Their grades are okay, but they have huge holes in their background curriculum that most students have and they often focused on a handful of subjects in depth instead of doing a survey of biology, chemistry, or history. So they're useless to us, because we have to start from scratch with them.(In other words, they're experts on the Battle of Gettysburg, but they can't you anything about African colonialism, or they know all about genetics, but nothing about the periodic table.)

Please, parents, leave teaching to the professionals. You may hate high school teachers, we college professors do too, but at least they don't send us students who don't know how to behave in a classroom setting and think my world should revolve around them.
Banks

Slatington, PA

#18 Feb 28, 2011
professor wrote:
Please, parents, leave teaching to the professionals. You may hate high school teachers, we college professors do too, but at least they don't send us students who don't know how to behave in a classroom setting and think my world should revolve around them.
That's a pretty crappy thing to say, "professor." I'm a professor at a university in PA and I certainly do not hate high school teachers. I don't hate middle school or elementary teachers either. What kind of educator would make such a stupid statement?
professor

Camp Hill, PA

#19 Mar 3, 2011
You're right. It was poorly worded, and it was a stupid comment, I admit, and apologize.

I meant we are often frustrated with the nature of the preparation our students received prior to arriving on our campuses.
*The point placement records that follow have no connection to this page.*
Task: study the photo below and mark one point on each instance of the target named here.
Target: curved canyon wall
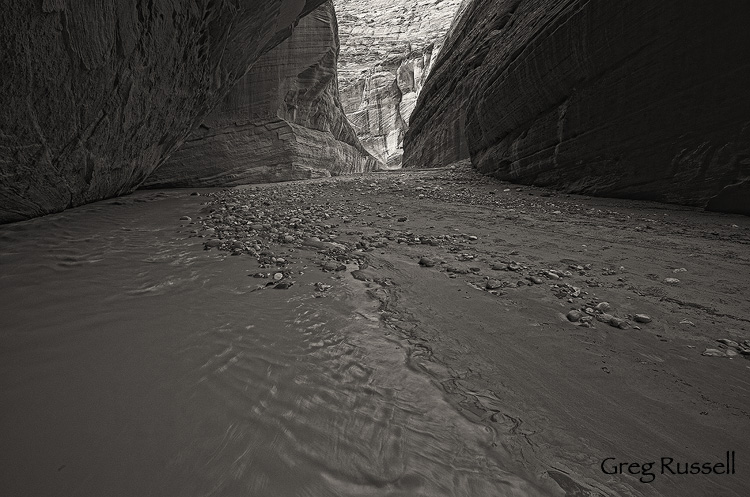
(632, 99)
(96, 94)
(282, 121)
(387, 49)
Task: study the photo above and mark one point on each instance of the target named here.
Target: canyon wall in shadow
(95, 95)
(634, 99)
(282, 121)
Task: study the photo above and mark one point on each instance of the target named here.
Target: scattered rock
(574, 316)
(426, 262)
(713, 353)
(603, 307)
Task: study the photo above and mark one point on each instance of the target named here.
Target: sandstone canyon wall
(96, 94)
(387, 48)
(633, 99)
(282, 121)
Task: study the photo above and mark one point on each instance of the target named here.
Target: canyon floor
(477, 279)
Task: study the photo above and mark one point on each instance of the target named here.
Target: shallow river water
(133, 363)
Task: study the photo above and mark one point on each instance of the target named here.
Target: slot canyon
(387, 248)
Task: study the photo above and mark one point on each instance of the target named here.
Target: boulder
(637, 99)
(282, 121)
(95, 95)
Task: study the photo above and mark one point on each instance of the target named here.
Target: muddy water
(133, 363)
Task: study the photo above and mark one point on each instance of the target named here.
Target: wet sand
(476, 279)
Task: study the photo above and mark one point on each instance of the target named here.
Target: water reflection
(134, 363)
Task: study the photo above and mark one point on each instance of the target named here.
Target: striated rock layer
(282, 121)
(633, 99)
(96, 94)
(387, 49)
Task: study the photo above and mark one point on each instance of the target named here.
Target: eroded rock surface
(640, 100)
(282, 121)
(95, 95)
(387, 49)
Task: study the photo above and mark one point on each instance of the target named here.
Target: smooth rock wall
(96, 94)
(282, 121)
(633, 99)
(387, 48)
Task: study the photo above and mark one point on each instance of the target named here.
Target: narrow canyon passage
(136, 363)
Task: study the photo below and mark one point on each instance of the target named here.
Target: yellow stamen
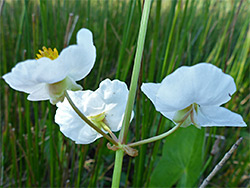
(99, 121)
(49, 53)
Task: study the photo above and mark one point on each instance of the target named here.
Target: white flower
(105, 106)
(193, 95)
(50, 75)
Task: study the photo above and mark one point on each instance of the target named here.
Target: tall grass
(35, 153)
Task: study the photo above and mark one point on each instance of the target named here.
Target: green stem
(136, 71)
(117, 168)
(155, 138)
(132, 92)
(84, 118)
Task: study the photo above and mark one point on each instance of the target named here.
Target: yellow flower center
(99, 121)
(49, 53)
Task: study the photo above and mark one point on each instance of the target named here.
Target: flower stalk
(155, 138)
(132, 92)
(136, 71)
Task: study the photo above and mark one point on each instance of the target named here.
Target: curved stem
(117, 168)
(136, 71)
(155, 138)
(84, 118)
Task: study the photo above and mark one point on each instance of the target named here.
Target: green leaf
(181, 160)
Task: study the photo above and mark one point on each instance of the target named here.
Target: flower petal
(40, 94)
(218, 116)
(80, 57)
(151, 90)
(204, 84)
(115, 96)
(71, 125)
(26, 75)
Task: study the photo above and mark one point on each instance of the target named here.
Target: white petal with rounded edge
(218, 116)
(204, 84)
(80, 57)
(71, 125)
(115, 96)
(151, 90)
(40, 94)
(84, 37)
(211, 85)
(110, 98)
(26, 75)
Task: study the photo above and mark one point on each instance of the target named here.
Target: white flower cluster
(190, 95)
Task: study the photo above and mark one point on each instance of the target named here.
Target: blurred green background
(33, 151)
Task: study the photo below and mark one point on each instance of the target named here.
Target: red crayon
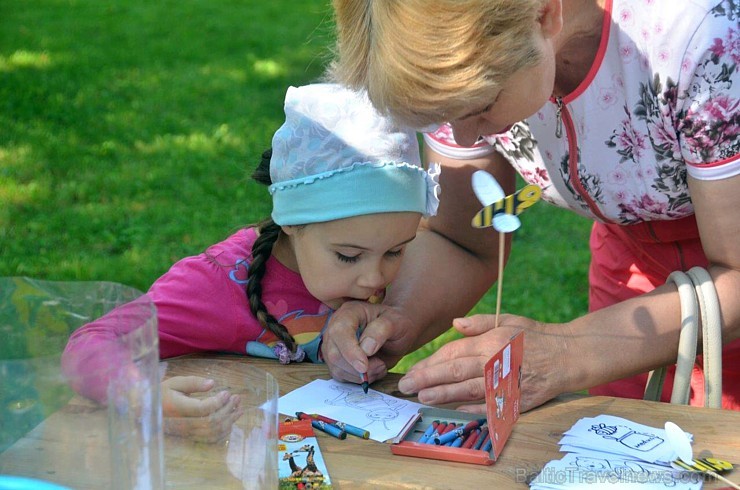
(440, 428)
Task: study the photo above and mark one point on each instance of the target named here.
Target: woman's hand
(382, 343)
(206, 419)
(455, 372)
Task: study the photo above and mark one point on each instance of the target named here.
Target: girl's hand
(382, 343)
(204, 419)
(455, 372)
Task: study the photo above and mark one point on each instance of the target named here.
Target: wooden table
(355, 463)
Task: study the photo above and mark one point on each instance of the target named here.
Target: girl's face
(351, 258)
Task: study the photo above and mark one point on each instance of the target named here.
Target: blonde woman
(624, 111)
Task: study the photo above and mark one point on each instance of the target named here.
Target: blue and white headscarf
(336, 157)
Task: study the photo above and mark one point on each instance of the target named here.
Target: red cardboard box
(503, 389)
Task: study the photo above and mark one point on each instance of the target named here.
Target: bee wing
(486, 188)
(506, 223)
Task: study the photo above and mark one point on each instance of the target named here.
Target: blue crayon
(430, 430)
(330, 429)
(488, 445)
(444, 439)
(350, 429)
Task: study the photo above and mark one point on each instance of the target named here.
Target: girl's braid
(261, 250)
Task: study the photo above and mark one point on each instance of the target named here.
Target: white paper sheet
(384, 416)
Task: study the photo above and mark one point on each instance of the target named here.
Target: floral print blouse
(661, 101)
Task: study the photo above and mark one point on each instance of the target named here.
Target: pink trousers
(630, 260)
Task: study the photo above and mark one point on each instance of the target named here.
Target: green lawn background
(128, 131)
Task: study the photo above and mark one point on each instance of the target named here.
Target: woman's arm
(628, 338)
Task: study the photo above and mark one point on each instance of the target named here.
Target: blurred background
(129, 129)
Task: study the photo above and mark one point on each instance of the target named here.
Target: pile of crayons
(333, 427)
(473, 435)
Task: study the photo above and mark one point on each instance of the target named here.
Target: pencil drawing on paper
(377, 407)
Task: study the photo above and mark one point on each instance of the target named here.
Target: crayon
(459, 431)
(481, 438)
(488, 444)
(470, 440)
(449, 429)
(425, 436)
(349, 429)
(440, 428)
(365, 381)
(330, 429)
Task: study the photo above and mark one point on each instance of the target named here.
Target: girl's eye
(347, 259)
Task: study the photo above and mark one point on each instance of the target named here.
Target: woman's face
(351, 258)
(521, 95)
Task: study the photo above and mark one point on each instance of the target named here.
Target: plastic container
(48, 432)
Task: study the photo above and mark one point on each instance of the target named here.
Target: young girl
(348, 192)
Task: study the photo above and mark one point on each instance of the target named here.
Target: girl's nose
(465, 131)
(373, 278)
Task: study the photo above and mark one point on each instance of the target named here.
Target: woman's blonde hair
(430, 61)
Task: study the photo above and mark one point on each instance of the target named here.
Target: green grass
(128, 131)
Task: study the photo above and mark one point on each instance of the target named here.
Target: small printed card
(300, 462)
(613, 452)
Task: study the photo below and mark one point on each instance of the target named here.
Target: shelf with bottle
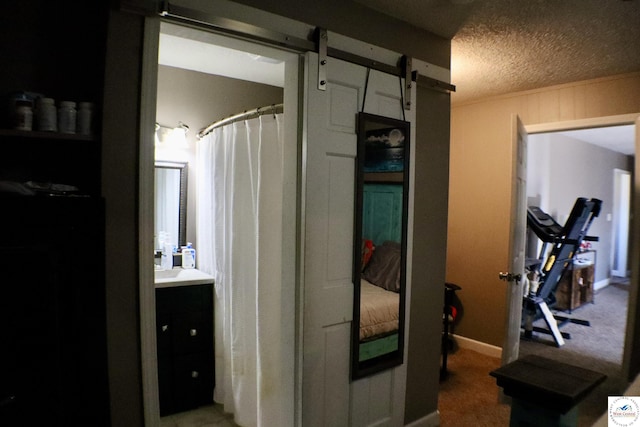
(34, 134)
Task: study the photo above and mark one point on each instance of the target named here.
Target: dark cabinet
(53, 361)
(184, 322)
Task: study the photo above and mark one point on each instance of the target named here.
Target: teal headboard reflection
(382, 212)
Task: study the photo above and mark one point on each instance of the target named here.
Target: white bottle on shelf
(188, 257)
(67, 117)
(167, 257)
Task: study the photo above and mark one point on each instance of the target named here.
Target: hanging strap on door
(322, 58)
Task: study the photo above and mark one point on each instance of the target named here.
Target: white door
(329, 154)
(621, 215)
(517, 240)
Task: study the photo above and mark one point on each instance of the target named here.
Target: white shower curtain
(239, 237)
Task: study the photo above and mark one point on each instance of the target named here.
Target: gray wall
(561, 169)
(429, 255)
(199, 99)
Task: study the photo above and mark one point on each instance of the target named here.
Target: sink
(168, 274)
(181, 277)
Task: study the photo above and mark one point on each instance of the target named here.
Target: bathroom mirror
(380, 241)
(170, 204)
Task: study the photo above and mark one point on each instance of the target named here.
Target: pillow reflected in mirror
(383, 269)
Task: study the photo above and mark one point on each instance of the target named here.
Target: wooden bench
(545, 390)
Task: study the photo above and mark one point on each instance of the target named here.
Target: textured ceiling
(502, 46)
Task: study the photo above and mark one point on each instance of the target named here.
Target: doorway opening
(588, 162)
(203, 77)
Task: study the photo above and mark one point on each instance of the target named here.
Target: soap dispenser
(167, 257)
(188, 257)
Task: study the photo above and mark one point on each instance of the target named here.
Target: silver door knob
(510, 277)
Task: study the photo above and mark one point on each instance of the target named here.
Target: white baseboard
(430, 420)
(480, 347)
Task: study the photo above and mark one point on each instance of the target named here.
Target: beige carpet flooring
(469, 396)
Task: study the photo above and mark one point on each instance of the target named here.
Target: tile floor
(206, 416)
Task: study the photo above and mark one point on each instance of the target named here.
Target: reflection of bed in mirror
(379, 311)
(380, 300)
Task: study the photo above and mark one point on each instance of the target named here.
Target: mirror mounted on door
(380, 244)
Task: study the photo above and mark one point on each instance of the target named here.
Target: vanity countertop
(179, 276)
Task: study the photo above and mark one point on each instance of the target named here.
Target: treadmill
(565, 241)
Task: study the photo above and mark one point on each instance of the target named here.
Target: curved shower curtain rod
(256, 112)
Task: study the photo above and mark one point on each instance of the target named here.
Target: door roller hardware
(510, 277)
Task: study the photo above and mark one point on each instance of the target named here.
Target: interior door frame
(620, 216)
(517, 241)
(632, 345)
(293, 134)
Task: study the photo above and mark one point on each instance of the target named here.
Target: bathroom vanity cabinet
(184, 324)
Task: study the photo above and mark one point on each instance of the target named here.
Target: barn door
(328, 167)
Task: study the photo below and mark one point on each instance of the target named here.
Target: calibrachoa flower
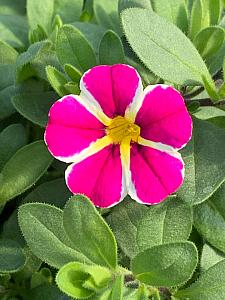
(120, 138)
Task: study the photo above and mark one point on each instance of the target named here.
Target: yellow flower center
(122, 129)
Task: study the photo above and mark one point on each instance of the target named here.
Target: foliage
(54, 246)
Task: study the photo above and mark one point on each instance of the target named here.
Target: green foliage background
(55, 246)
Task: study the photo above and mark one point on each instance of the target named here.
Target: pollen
(122, 130)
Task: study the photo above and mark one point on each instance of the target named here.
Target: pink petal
(99, 177)
(154, 174)
(163, 117)
(71, 128)
(113, 87)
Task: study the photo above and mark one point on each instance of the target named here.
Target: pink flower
(120, 139)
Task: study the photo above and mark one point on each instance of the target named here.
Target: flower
(120, 138)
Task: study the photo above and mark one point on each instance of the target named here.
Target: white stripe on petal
(91, 103)
(161, 147)
(93, 148)
(136, 104)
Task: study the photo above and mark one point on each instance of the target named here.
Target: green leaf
(69, 10)
(23, 169)
(215, 62)
(31, 266)
(174, 11)
(12, 258)
(34, 106)
(215, 10)
(209, 286)
(7, 73)
(151, 39)
(196, 18)
(92, 32)
(71, 278)
(209, 40)
(12, 138)
(106, 13)
(14, 30)
(40, 13)
(53, 192)
(73, 48)
(37, 35)
(117, 289)
(210, 88)
(34, 61)
(6, 106)
(80, 217)
(11, 230)
(111, 49)
(72, 88)
(168, 222)
(42, 227)
(205, 163)
(124, 219)
(8, 54)
(210, 257)
(46, 291)
(166, 265)
(73, 73)
(57, 80)
(124, 4)
(208, 112)
(12, 7)
(209, 219)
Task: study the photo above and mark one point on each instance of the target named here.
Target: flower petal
(99, 177)
(154, 174)
(113, 88)
(71, 128)
(163, 117)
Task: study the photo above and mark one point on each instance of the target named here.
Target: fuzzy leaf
(8, 54)
(124, 4)
(40, 13)
(42, 227)
(168, 222)
(209, 286)
(73, 73)
(81, 281)
(73, 48)
(163, 48)
(111, 49)
(69, 10)
(106, 13)
(57, 80)
(174, 11)
(14, 30)
(166, 265)
(205, 163)
(53, 192)
(12, 138)
(80, 218)
(12, 258)
(210, 256)
(209, 219)
(124, 219)
(23, 169)
(209, 40)
(34, 106)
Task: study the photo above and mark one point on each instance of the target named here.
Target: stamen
(122, 129)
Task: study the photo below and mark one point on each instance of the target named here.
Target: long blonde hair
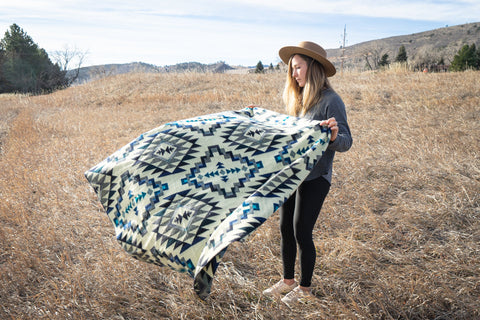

I oversimplified and generalized the general consensus of most of my colleagues and I in an attempt to relate to the non-educators.
hmmm

Lancaster, PA

#20 Mar 3, 2011
the truth be told wrote:
I know 2 college students that do their classes and tests online. Both do not do their own work. Someone else as in a friend and family member do their school work. But who's looking. A teacher or instructor? hmmmm. Their presence at HACC is not required. One is studying to be a psychologists and the other a social worker. Gee , a client or patient never knows who is treating them. Also know of a single mom on the education for single mom's Obama program that logs online and gets her hair braided for hours while studying doing paper work and testing online to have a degree in special education for elementary education. And her friends who are visiting at her apartment take turns doing her school work. What do these cyber schools grade by ? The hours logged online.
They must attend one of theose "highly" accredited online schools, favored by teachers who need continuing ed credits, that do not require proctored exams.